The government of the United States is the expression of the transient will of the people, so hemmed in by checks and balances that positive action is difficult whatever the will of the majority for the moment may be. This is the government for peace and self-defense, but not for aggression. The government of England expresses the permanent will of the intelligent people with such checks as shut out ignorance and control incompetence. The nation and not the individual man is the unit in its actions.

Towards the English system we must approach more and more closely if we are to deal with foreign affairs in large fashion. The town-meeting idea must give way to centralization of power. We must look away from our own affairs, neglect them if you please, until the pressure of growing expenditure forces us to attend to them again, and to attend to them more carefully than we ever yet have done. Good government at home must precede good government of dependencies. One reason England is governed well is that misgovernment anywhere on any

large scale would be fatal to her credit and fatal to her power. She must call her best men to her political service, because without them she would perish.

It may be that the choice of imperialism is already made. If so, we shall learn the lesson of dominion in the hardest school of experience. That we shall ultimately learn it I have no doubt, for ours is a nation of apt scholars. We shall hold our own in war and diplomacy, we shall tie the hands of turbulent nations and seize the assets of bankrupt ones, and we shall teach the art of money-making to the dependent nations who shall be our wards and slaves.

Some great changes in our system are inevitable, and belong to the course of natural progress. Against them I have nothing to say. Whatever our part in the affairs of the world we should play it manfully. But with all this I believe that the movement toward broad dominion so eloquently outlined by Mr. Olney, would be a step downward. It would be to turn from our highest purposes to drift with the current of manifest destiny. It would be not to do the work of America, but to follow the ways of the rest of the world. I make no plea for indifference or self-sufficienecy or isolation for isolation's sake.
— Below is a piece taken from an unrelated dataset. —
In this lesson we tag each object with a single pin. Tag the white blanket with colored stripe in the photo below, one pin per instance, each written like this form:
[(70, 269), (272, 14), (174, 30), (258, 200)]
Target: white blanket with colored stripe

To shirk from world movements or to drift with the current is alike unworthy of our origin and destiny. Only this I urge; let our choice be made with open eyes, not at the dictates of chance disguised as "Manifest Destiny." Unforgetting, open-eyed, counting all the cost, let us make our decision. Let ours be sober, fearless, prayerful choice. The federal republic-the imperial republic -which shall it be?

There are three main reasons for opposing every step toward imperialism. First, dominion is brute force; second, dependent nations are slave nations; third, the making of men is greater than the building of empires.